Democratic People’s Republic of Korea's (DPRK) leader Kim Jong Un said on Friday Pyongyang will consider the "highest level of hard-line countermeasure in history" against the United States in response to US President Donald Trump's threat to destroy the DPRK.
Calling Trump "mentally deranged" and his comments "the most ferocious declaration of a war in history," Kim said his UN speech on Tuesday confirmed Pyongyang's nuclear program has been "the correct path".
"His remarks ... have convinced me, rather than frightening or stopping me, that the path I chose is correct and that it is the one I have to follow to the last," Kim said in the statement carried by the official KCNA news agency, promising to make Trump "pay dearly for his speech".

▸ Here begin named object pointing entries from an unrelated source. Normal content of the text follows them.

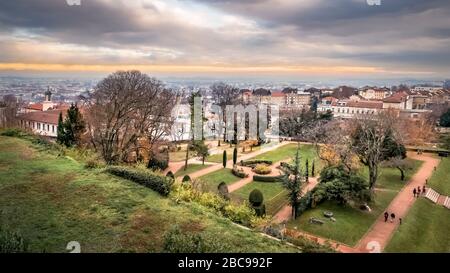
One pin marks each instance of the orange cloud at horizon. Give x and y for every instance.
(191, 68)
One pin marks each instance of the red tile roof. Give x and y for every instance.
(35, 106)
(44, 117)
(278, 94)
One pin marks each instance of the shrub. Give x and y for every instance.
(224, 159)
(252, 163)
(260, 178)
(262, 169)
(12, 242)
(234, 156)
(160, 184)
(239, 172)
(186, 179)
(170, 175)
(157, 164)
(93, 163)
(256, 197)
(223, 191)
(176, 241)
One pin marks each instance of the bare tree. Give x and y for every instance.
(368, 140)
(125, 108)
(223, 95)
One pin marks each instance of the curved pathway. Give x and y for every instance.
(381, 232)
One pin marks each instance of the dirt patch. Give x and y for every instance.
(192, 226)
(145, 233)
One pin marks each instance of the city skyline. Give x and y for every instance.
(267, 38)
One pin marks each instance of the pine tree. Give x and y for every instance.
(60, 133)
(307, 171)
(224, 159)
(234, 156)
(294, 185)
(74, 126)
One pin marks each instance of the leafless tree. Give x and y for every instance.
(223, 95)
(124, 109)
(368, 136)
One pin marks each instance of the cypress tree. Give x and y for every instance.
(307, 171)
(60, 133)
(225, 159)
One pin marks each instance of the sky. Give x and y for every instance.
(299, 38)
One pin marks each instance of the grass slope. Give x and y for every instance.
(425, 229)
(53, 200)
(440, 181)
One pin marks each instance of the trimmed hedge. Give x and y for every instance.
(254, 162)
(269, 179)
(160, 184)
(239, 173)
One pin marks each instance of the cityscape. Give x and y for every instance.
(216, 127)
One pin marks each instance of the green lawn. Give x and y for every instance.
(288, 151)
(213, 179)
(440, 181)
(425, 229)
(274, 195)
(389, 178)
(190, 169)
(351, 223)
(218, 158)
(52, 200)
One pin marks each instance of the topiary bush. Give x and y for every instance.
(170, 175)
(157, 164)
(256, 200)
(262, 169)
(239, 172)
(256, 197)
(186, 179)
(223, 190)
(158, 183)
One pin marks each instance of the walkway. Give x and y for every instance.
(286, 212)
(380, 233)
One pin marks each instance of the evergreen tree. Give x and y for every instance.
(234, 156)
(224, 159)
(294, 185)
(307, 171)
(74, 126)
(60, 133)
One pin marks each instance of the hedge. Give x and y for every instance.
(254, 162)
(263, 178)
(239, 173)
(160, 184)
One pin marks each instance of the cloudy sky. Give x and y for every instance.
(249, 37)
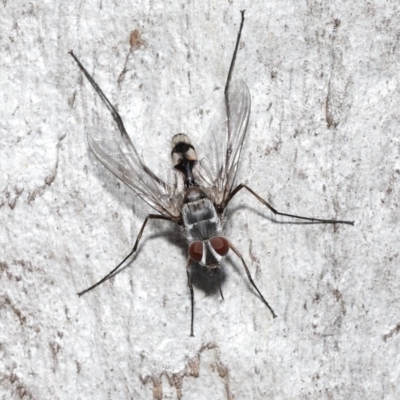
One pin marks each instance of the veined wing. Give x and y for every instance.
(117, 153)
(217, 171)
(122, 159)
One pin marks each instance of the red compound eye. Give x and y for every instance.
(220, 245)
(196, 251)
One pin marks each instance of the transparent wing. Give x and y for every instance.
(217, 170)
(122, 159)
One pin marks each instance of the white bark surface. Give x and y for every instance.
(323, 141)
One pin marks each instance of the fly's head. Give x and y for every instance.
(209, 253)
(184, 157)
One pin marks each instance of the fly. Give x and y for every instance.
(197, 205)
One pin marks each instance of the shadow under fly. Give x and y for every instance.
(196, 200)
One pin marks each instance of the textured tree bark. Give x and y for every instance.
(323, 141)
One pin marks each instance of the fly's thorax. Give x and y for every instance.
(199, 216)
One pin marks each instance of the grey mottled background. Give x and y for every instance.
(323, 141)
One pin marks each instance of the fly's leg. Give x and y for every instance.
(218, 273)
(191, 295)
(324, 221)
(236, 251)
(114, 271)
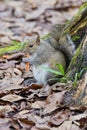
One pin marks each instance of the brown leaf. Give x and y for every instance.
(11, 98)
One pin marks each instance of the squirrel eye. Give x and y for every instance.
(31, 45)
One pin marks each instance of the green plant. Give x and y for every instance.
(60, 73)
(78, 76)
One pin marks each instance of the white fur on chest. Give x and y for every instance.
(40, 73)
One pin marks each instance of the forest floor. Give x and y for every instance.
(25, 105)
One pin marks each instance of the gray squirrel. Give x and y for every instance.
(48, 53)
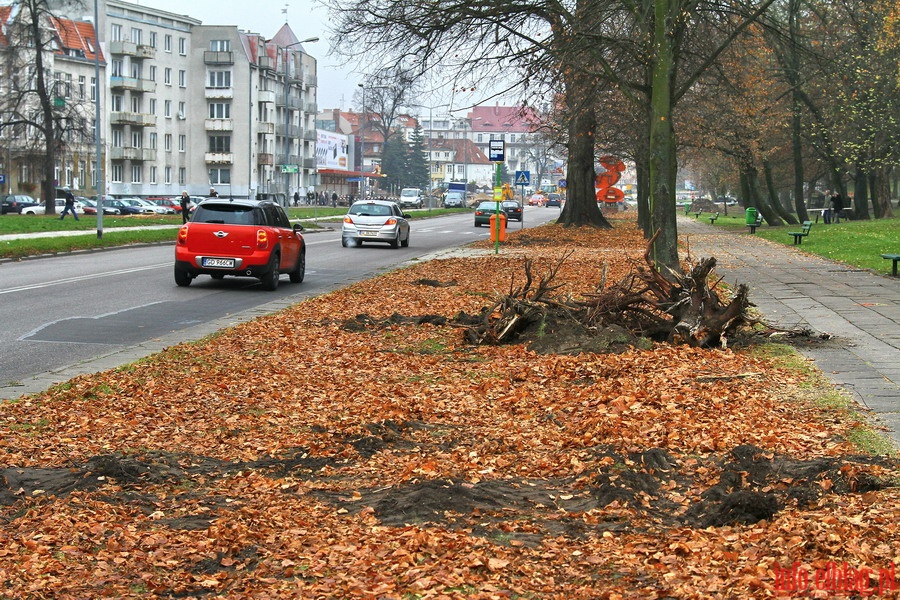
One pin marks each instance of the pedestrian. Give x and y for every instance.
(185, 202)
(70, 205)
(837, 204)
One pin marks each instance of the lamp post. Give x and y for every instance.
(287, 114)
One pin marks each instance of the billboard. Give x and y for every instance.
(332, 150)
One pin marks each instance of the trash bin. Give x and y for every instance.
(750, 216)
(493, 223)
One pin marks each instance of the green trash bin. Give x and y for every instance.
(750, 216)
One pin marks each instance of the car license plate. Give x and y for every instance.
(227, 263)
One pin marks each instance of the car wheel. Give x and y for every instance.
(299, 271)
(270, 278)
(182, 277)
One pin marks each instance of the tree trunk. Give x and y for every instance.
(774, 202)
(581, 201)
(662, 159)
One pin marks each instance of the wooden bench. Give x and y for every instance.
(756, 223)
(799, 235)
(895, 258)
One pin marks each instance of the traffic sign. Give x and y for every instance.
(496, 150)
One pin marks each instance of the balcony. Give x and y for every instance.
(129, 153)
(219, 93)
(132, 83)
(218, 57)
(219, 124)
(134, 119)
(219, 158)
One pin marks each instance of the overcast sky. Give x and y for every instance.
(337, 82)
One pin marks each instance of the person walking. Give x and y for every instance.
(70, 204)
(185, 202)
(837, 205)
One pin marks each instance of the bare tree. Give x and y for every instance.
(37, 102)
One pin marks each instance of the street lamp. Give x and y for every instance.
(287, 114)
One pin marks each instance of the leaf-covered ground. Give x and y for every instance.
(354, 446)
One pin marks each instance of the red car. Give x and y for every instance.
(241, 238)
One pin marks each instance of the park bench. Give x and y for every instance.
(755, 223)
(799, 235)
(895, 258)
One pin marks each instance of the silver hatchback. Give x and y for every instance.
(375, 221)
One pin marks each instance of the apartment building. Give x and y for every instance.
(184, 106)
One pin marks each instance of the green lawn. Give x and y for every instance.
(856, 243)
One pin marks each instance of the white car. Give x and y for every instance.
(375, 221)
(39, 209)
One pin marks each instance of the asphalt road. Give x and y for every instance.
(83, 312)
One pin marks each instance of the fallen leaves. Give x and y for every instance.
(277, 481)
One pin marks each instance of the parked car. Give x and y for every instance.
(138, 206)
(175, 205)
(483, 212)
(375, 221)
(241, 238)
(513, 210)
(40, 209)
(14, 203)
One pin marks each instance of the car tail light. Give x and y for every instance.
(262, 239)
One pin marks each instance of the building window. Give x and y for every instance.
(218, 176)
(219, 79)
(220, 110)
(220, 143)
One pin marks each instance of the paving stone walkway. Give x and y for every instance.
(793, 289)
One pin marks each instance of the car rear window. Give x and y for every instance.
(229, 214)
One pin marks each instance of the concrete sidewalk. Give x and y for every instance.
(793, 289)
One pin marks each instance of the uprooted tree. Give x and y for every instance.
(678, 308)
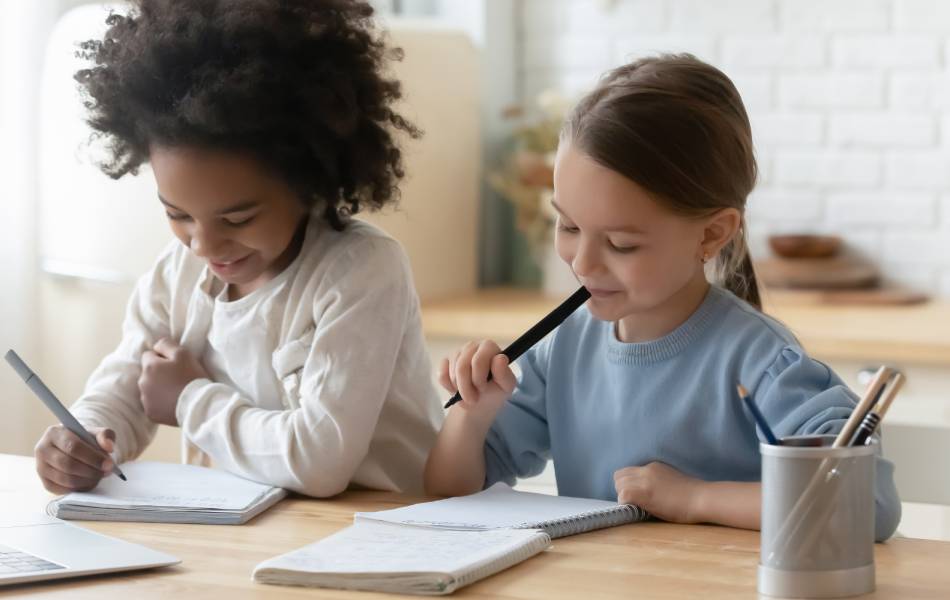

Trump had warned Kim in his UN address on Tuesday that the United States is threatened, would "totally destroy" the country of 26 million people and mocked Kim as a "rocket man" on a suicide mission.
US President Donald Trump addresses the 72nd United Nations General Assembly at UN headquarters in New York, September 19, 2017. /Reuters Photo
US President Donald Trump addresses the 72nd United Nations General Assembly at UN headquarters in New York, September 19, 2017. /Reuters Photo
It was the US president's most direct reference to military action so far against Pyongyang, which conducted its sixth and largest nuclear test on September 3.
In addition to the nuclear test, the DPRK has launched dozens of missiles since Kim came to power in 2011. Two recent ballistic missiles flew over Japan as Pyongyang advanced toward its goal of creating nuclear warhead-tipped missiles that can hit the United States.
Kim said Trump would face "results beyond his expectation," without specifying what action Pyongyang would take next.
"I will surely and definitely tame the mentally deranged US dotard with fire," Kim said in the rare direct statement, referring to Trump.
He offered more vitriol for Trump, saying he was "unfit to hold the prerogative of the supreme command of a country, and he is surely a rogue and a gangster fond of playing with fire, rather than a politician."
A day after Trump's address, DPRK's Foreign Minister Ri Yong Ho had likened Trump to a "barking dog," saying his
comments were no threat to Pyongyang.
Kim took a page out of Ri's book on Friday, saying "a frightened dog barks louder".
"Now that Trump has denied the existence of and insulted me and my country in front of the eyes of the world… we will consider with seriousness exercising of a corresponding, highest level of hard-line countermeasure in history," Kim said.